Content Marketing / Pia Schreiber 9. Juni 2020

Vereinbarkeit von journalistischen Methoden mit Content Marketing

Bei der täglichen Arbeit im Content Marketing stößt man im schreibenden Umfeld immer mal wieder auf Bedenken bezüglich einer eingeschränkten journalistischen Unabhängigkeit im Content Marketing im Vergleich zum klassischen Journalismus. Unsere Autorin hat sowohl in der Wissenschaft und im Journalismus als auch im Content Marketing gearbeitet. Im folgenden Kommentar vergleicht sie den Journalismus und das Content Marketing miteinander und gibt einen Eindruck, wie die beiden Welten voneinander profitieren könnten.

Ein Kommentar von Dr. Pia Schreiber

Journalisten Demonstration

Der Journalismus ist objektiv – das Content Marketing subjektiv. Ja, wirklich? Lässt sich das so klar abgrenzen? Oder ist Content Marketing am Ende ein Journalismus 2.0? #100journalistenreißenempörtdiearmeindieluft.

Content Marketing nutzt die Methoden des Journalismus für werbliche Inhalte. Dabei setzt es aber ebenso auf gut geschriebene und qualitativ hochwertige Texte und will einen Mehrwert für die Leser schaffen. Aber es ist eben auch aus Auftraggeber-Perspektive geschrieben. Wie das am Ende eine erfolgreiche Mischung wird, soll in diesem Artikel veranschaulicht werden.

Warum das alles?

Journalismus vs. Content Marketing

Zunächst einmal: Why the hashtag? Ich komme aus dem Journalismus, war lange in der Wissenschaft und bin jetzt im Content Marketing. Ich durfte also in drei Welten Kommunikationsluft schnuppern und Folgendes habe ich unter anderem gelernt: Der Journalismus entwickelt sich im Vergleich zu Wissenschaft und Content Marketing sehr träge und Journalisten lassen sich nur ungern beobachten und hinterfragen. Schließlich sind sie seit jeher die designierten Hinterfrager im System.

Nun ist das aber längst keine exklusive Rolle mehr und andere Kommunikatoren und Multiplikatoren auch außerhalb des Journalismus sind in den vergangenen Jahren hinzugekommen. Manch ein Journalist verlässt gar das System und wechselt in die Unternehmenskommunikation – oft auch ins Content Marketing. Damit begehen Journalisten eigentlich so etwas wie Hochverrat an ihrer eigenen Berufsgruppe – zumindest, wenn man ihren ehemaligen Kollegen traut. Denn Content Marketing sei schließlich „Unternehmensjournalismus“ und damit ein Paradoxon in sich. Wie soll denn etwas Journalismus sein, das direkt aus einem Unternehmen kommt?

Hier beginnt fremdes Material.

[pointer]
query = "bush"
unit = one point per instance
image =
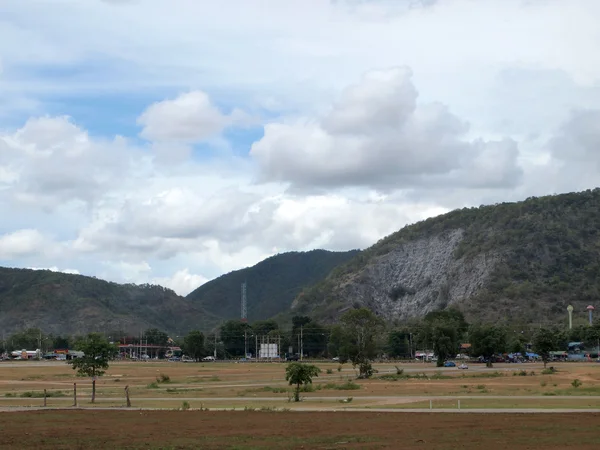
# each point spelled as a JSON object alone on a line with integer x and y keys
{"x": 163, "y": 378}
{"x": 347, "y": 386}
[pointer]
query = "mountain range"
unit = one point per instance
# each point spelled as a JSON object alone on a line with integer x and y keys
{"x": 523, "y": 261}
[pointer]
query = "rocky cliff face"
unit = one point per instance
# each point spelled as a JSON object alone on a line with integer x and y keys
{"x": 418, "y": 277}
{"x": 413, "y": 279}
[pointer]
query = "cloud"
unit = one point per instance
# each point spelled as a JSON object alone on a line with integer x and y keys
{"x": 377, "y": 135}
{"x": 183, "y": 282}
{"x": 191, "y": 117}
{"x": 50, "y": 161}
{"x": 351, "y": 152}
{"x": 579, "y": 138}
{"x": 56, "y": 269}
{"x": 23, "y": 243}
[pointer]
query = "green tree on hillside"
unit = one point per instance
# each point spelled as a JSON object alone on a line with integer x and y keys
{"x": 300, "y": 374}
{"x": 97, "y": 353}
{"x": 487, "y": 340}
{"x": 358, "y": 333}
{"x": 443, "y": 331}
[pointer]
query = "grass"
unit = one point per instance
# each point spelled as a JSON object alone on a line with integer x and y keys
{"x": 277, "y": 430}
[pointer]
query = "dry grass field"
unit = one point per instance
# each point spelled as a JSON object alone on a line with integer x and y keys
{"x": 231, "y": 385}
{"x": 246, "y": 406}
{"x": 286, "y": 430}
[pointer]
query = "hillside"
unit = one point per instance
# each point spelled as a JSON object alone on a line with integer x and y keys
{"x": 271, "y": 284}
{"x": 509, "y": 261}
{"x": 69, "y": 304}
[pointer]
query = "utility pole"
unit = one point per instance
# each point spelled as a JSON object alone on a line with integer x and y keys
{"x": 301, "y": 342}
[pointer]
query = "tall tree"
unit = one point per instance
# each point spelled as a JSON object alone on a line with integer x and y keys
{"x": 97, "y": 351}
{"x": 360, "y": 329}
{"x": 264, "y": 327}
{"x": 443, "y": 331}
{"x": 300, "y": 374}
{"x": 487, "y": 340}
{"x": 193, "y": 344}
{"x": 544, "y": 341}
{"x": 235, "y": 335}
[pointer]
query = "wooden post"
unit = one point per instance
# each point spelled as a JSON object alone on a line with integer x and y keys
{"x": 127, "y": 396}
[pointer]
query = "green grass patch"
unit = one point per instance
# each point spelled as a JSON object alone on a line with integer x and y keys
{"x": 38, "y": 394}
{"x": 347, "y": 386}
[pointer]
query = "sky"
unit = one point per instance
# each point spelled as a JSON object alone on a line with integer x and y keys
{"x": 145, "y": 141}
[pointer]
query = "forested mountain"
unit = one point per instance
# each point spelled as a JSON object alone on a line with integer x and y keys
{"x": 271, "y": 284}
{"x": 70, "y": 304}
{"x": 521, "y": 261}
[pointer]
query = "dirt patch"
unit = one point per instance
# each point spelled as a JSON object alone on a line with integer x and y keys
{"x": 291, "y": 430}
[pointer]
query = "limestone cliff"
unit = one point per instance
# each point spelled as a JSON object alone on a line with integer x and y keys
{"x": 513, "y": 261}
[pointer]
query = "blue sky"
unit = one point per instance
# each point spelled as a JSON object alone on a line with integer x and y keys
{"x": 171, "y": 142}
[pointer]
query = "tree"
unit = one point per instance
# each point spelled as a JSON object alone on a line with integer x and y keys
{"x": 443, "y": 330}
{"x": 487, "y": 340}
{"x": 232, "y": 335}
{"x": 398, "y": 343}
{"x": 154, "y": 336}
{"x": 544, "y": 341}
{"x": 193, "y": 344}
{"x": 300, "y": 374}
{"x": 314, "y": 338}
{"x": 97, "y": 351}
{"x": 360, "y": 328}
{"x": 264, "y": 327}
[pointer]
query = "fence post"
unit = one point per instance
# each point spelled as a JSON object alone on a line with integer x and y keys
{"x": 127, "y": 396}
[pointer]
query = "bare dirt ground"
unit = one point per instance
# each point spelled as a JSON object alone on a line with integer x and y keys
{"x": 228, "y": 385}
{"x": 296, "y": 430}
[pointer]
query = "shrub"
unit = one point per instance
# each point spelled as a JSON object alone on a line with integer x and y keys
{"x": 163, "y": 378}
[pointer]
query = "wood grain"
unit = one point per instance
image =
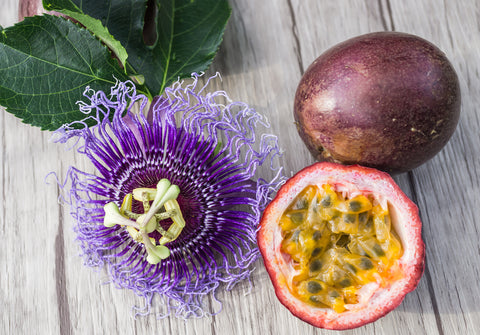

Die Quintessenz können Sie sich vorstellen: Wenn man nun – wie es ja dieser Beitrag anstrebt – Journalismus und Content Marketing vergleichen möchte, dann ist die Empörung eben groß. Zu Recht? Einer der Hauptreibungspunkte in der Debatte ist wohl die Objektivität: Journalismus muss objektiv sein und Content Marketing kann es gar nicht? Äpfel und Birnen! Unvergleichbar!? Falsch!

Vollkommene Objektivität gibt es in der menschlichen Welt gar nicht. Auch journalistische Medien konstituieren und konstruieren Wirklichkeit. Sie verkaufen als Realität, was Kommunikatoren beobachten. Damit sind sie subjektiver, als sie es sich oftmals einzugestehen wagen. Was nicht gesehen wurde, wird nicht thematisiert. Was nicht als wichtig erachtet wurde, gelangt nicht auf den Kanal. Dadurch trägt Journalismus am Ende zur sozialen Wirklichkeitskonstruktion bei und tut nicht viel anderes als das Content Marketing – nur aus anderen Beweggründen und weniger offensichtlich vielleicht.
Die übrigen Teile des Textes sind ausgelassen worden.